# Where can I put my conditions?

I just learned in this answer that you can put conditions inside a With and thus use computed values in them, like this:

f[x_] := With[{y = x^2}, y-2 /; y > 2]
f[2]
(*
==> 2
*)
f[1]
(*
==> f[1]
*)


A few tests show that it also works with Module and Block, and also in cases like this:

g[x_] := Module[{y=x}, Print["Test"]; y /; y == 1]


On the other hand, the following does not work:

SetAttributes[myblock,HoldAll]
myblock[v1_, v2_, expr_] := Block[{v1 = v2}, expr]
foo[x_] := myblock[a, x^2, a-1 /; a >= 1]
foo[0]
(*
==> -1 /; a >= 1
*)


Therefore I wonder: What are the exact rules where the condition can be put?

The reason your last example does not work is that the condition is only interpreted as shared between the body and the signature, when it literally appears within Block, Module, or With at the time the definition is created.
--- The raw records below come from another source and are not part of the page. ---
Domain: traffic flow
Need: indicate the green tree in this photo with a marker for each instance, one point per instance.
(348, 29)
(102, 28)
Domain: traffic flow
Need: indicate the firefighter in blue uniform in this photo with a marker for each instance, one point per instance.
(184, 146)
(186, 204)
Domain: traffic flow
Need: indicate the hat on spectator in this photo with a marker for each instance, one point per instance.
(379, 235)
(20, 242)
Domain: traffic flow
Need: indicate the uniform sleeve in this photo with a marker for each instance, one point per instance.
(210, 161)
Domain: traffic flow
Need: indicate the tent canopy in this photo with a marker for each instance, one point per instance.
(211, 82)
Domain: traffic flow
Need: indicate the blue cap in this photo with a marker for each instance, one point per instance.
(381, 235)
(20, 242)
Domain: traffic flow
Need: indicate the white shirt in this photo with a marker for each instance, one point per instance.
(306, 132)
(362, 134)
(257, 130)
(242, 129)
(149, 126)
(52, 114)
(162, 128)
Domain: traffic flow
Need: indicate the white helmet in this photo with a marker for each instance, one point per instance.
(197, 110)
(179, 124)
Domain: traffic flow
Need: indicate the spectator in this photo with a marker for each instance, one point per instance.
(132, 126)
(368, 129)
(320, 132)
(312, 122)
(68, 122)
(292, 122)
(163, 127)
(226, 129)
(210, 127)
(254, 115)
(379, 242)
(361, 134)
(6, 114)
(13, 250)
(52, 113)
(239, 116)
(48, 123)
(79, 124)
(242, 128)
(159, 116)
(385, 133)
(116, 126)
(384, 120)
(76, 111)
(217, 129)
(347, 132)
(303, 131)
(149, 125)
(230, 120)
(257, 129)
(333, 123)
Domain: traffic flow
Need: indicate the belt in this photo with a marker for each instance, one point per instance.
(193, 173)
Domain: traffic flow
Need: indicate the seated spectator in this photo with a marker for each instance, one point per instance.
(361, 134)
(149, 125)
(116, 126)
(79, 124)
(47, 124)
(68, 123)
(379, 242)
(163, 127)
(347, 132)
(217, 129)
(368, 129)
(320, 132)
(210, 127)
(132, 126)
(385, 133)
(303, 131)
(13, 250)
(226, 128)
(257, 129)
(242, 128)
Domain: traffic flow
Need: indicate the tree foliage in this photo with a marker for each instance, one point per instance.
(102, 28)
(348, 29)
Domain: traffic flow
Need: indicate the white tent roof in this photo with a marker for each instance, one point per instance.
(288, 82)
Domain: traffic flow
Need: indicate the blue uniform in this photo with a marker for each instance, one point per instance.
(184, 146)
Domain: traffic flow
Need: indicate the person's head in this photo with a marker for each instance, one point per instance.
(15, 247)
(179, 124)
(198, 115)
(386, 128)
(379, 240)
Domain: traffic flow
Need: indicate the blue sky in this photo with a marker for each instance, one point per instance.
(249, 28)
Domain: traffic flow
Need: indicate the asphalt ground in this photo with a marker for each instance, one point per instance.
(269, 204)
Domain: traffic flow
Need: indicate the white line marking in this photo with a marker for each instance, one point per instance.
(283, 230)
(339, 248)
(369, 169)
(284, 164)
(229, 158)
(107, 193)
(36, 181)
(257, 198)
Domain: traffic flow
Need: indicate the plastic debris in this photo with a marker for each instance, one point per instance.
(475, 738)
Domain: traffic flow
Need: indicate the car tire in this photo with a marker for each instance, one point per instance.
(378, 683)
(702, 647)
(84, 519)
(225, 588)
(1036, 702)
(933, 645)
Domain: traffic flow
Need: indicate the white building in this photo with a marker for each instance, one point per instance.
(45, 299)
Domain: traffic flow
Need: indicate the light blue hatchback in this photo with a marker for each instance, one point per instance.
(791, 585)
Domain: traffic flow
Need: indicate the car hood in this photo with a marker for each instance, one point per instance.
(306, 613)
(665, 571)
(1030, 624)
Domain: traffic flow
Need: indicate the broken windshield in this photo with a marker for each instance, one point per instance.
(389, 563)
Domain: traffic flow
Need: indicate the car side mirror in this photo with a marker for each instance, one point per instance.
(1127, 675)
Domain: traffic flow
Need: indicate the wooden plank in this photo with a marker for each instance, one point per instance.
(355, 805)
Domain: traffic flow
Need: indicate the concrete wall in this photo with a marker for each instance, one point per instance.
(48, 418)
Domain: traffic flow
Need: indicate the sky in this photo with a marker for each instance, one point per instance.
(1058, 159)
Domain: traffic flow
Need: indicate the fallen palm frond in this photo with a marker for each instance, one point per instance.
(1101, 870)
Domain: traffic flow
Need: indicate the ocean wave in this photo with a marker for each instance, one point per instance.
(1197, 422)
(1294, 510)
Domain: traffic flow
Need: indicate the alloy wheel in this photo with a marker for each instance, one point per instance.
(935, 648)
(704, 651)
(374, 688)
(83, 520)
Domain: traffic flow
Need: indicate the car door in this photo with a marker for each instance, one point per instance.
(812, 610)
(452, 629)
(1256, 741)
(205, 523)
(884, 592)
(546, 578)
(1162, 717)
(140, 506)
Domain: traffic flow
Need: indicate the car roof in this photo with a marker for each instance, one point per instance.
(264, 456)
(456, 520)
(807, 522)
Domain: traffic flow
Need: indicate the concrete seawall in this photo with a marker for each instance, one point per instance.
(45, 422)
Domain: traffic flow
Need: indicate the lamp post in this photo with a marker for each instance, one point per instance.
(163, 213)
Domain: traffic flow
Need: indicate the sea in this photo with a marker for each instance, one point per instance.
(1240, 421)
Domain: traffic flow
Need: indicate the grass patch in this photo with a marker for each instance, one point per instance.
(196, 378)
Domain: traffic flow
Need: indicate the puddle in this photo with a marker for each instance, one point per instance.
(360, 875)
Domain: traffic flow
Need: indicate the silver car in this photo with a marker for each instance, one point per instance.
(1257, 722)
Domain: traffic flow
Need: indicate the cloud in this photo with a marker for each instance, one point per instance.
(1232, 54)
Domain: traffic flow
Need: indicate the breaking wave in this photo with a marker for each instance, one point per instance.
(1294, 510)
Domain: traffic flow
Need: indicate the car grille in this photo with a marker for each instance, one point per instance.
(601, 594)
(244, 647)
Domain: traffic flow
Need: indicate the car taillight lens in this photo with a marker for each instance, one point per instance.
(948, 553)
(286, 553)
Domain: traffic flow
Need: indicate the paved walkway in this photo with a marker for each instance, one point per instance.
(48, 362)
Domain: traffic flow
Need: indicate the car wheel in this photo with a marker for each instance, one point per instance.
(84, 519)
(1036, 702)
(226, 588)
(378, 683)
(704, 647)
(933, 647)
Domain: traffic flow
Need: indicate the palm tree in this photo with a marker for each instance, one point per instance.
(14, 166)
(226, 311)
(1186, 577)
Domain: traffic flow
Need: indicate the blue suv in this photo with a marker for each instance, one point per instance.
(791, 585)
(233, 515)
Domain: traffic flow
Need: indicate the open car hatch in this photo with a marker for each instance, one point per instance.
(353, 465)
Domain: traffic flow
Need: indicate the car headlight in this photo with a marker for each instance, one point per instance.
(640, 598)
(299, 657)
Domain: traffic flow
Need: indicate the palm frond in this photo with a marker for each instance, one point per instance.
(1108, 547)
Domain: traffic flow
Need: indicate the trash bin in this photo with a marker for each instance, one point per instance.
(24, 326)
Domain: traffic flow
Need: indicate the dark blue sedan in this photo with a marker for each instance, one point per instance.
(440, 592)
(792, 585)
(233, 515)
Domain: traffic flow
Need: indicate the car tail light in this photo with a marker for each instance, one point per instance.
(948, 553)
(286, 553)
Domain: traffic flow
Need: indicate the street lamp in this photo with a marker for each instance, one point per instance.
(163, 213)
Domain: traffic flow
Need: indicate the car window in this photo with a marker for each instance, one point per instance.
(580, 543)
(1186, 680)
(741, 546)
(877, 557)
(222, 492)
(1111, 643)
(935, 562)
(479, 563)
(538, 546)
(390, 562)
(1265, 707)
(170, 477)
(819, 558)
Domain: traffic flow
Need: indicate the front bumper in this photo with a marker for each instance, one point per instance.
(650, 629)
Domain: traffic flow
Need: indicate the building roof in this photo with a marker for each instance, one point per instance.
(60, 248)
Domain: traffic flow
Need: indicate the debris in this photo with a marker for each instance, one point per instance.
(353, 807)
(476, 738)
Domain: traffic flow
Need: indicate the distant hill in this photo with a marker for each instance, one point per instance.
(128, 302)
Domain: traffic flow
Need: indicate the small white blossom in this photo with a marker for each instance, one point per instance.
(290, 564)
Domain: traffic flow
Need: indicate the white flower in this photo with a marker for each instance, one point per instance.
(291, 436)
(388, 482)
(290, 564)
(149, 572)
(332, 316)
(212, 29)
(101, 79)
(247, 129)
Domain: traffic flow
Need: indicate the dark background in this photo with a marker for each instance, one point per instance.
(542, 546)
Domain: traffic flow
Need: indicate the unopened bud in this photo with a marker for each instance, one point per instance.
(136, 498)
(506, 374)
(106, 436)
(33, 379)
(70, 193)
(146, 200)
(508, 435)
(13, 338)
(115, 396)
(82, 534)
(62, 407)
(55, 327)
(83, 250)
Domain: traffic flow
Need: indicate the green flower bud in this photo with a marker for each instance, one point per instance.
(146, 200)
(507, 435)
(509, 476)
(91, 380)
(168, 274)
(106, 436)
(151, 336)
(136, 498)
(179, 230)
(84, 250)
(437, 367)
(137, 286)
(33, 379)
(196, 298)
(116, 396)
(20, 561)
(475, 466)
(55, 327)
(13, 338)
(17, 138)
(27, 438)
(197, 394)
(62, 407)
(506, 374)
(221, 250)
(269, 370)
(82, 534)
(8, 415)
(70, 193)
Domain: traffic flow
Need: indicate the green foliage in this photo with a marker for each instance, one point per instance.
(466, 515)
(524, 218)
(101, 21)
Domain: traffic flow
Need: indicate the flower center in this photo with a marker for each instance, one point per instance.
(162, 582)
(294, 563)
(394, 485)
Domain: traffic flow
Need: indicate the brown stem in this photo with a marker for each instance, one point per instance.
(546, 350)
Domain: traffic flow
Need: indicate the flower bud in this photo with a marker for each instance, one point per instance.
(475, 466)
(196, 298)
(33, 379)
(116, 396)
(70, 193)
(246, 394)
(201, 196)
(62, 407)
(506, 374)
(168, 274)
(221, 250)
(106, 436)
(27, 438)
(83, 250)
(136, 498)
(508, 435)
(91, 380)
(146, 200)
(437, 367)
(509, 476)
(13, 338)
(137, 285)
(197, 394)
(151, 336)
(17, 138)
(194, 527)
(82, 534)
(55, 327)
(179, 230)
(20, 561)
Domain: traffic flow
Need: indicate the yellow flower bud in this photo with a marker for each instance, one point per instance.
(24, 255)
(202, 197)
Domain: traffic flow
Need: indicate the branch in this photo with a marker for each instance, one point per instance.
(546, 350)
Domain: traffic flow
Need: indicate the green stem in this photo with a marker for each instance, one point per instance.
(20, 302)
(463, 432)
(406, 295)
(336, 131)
In your last example, you effectively postpone the insertion of Condition until run-time, into your newly defined scoping construct, and therefore this doesn't work (because the pattern matcher fails to recognize this as a conditional rule, see below).
In my implementation of LetL macro, I had to take this issue into consideration, which is why LetL was implemented as a macro (so it expands at run-time), and has a special definition for SetDelayed, to expand before SetDelayed actually creates a definition. A more detailed discussion in the context of LetL can be found here.
So, the moral of the story is that if you want to construct your own scoping constructs, which are equivalent to some nested combination of Module, Block or With, with the semantics of shared variables, then you have to expand that code at run-time to actual combination, before creating a definition (so that your scoping construct should then necessarily be a macro, rather than a normal function). And, you can't generalize this mechanism to a scoping construct with the head other than With, Module or Block, to be called at run-time with this semantics.